There are at least three million IDPs in Nigeria, more than two-thirds of whom were uprooted from their homes by Boko Haram’s terrorism. Over half of these are children.

Tella is likely one of them. Or he could have been tossed into the hands of the terrorists by a bigger problem successive Nigerian governments, including northern state governments, have refused to fix.
The prevalence of illiteracy and poverty in Nigeria’s north, where at least 10 million children walk the streets with plates in hands looking for the next free meal, is helping fuel the flames of terrorism.
It remains unclear what the 11-year-old boy was doing when the radical hands of Boko Haram caught him. But it is unlikely he was “captured” in a school where “Western” education, the very type of education Boko Haram detests, was being taught.
Boko Haram terrorists invade these “forbidden” schools to slaughter children in their sleep, or abduct teenage girls who are raped, and forced into slave marriages. They don’t go there looking for recruits.
Boko Haram’s recruits daily throng the streets of Nigeria hungry, aimless, jobless, naked, naïve and innocent. Tella must have fit into one or more of these.
The Nigerian military calls him a “potential suicide bomber” who probably wanted to kill people at the Dalori in Maiduguri Metropolitan Council, Borno State. It seemed they knew Tella before. That was why they included him in a 100-name long terror list they published weeks ago.

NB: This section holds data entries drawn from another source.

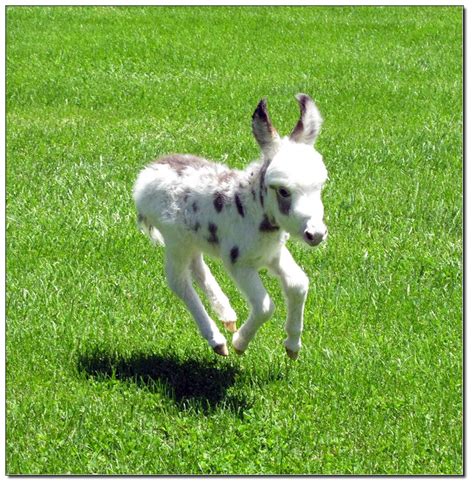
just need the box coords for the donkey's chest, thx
[222,227,286,268]
[185,215,283,267]
[243,237,284,267]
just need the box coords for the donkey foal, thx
[133,94,328,359]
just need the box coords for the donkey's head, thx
[253,94,328,247]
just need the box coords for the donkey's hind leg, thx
[191,254,237,333]
[165,249,228,356]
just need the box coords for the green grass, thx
[6,6,463,475]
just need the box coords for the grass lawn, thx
[6,6,463,475]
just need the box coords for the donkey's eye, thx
[277,187,291,198]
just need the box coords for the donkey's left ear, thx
[290,93,323,146]
[252,98,281,158]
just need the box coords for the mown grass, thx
[6,6,462,475]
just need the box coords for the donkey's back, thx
[134,154,240,245]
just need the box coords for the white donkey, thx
[133,94,328,359]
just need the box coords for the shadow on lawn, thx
[77,350,250,415]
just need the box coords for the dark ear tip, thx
[253,97,269,119]
[295,93,313,105]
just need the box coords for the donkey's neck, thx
[242,158,279,230]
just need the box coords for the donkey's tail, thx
[137,214,165,246]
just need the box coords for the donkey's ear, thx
[252,98,280,158]
[290,93,323,146]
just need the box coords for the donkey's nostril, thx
[304,229,325,246]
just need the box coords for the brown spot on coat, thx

“He is suspect number 82 on the poster containing the photographs of 100 wanted suspected Boko Haram terrorists released by the Nigerian Army,” the Defence Headquarters said in a statement, Thursday.
“Preliminary investigation revealed that the suspect was from Bama town and is among four other children trained for suicide bombing by the Boko Haram terrorists.
“The three others have already carried out their missions at different locations. (Meaning they are dead!)
“His (Tella’s) job was to do same in the camp sometime in the future,” DHQ said.
It appears Tella was fortunate to have, Tuesday (the day he was apprehended), been rescued from killing himself and many others.
He seems to be cooperating with the authorities.

“The boy pointed out one other Boko Haram senior member, Alhaji Kerewu Abubakar at the camp,” DHQ said.
The Nigerian military did well by not only apprehending Tella but by also promising to stop other “potential suicide bombers.”
“The case of these suspects clearly indicated this point hence the need for proper screening of all IDPs with a view to ascertain their true identity,” DHQ said.
But how did an 11-year-old innocent boy become a terror suspect? And what is the most potent way to stop potential terrorists? Is it by “doing a Tella” on every “child terrorist” or by eradicating the widespread illiteracy and poverty that prime them for Boko Haram’s radicalism?
If the Nigerian government does not unveil a blueprint to effectively end poverty and illiteracy, DHQ will have more Tellas to display, and the media will be on hand to laud the military’s “successful war on terror.”.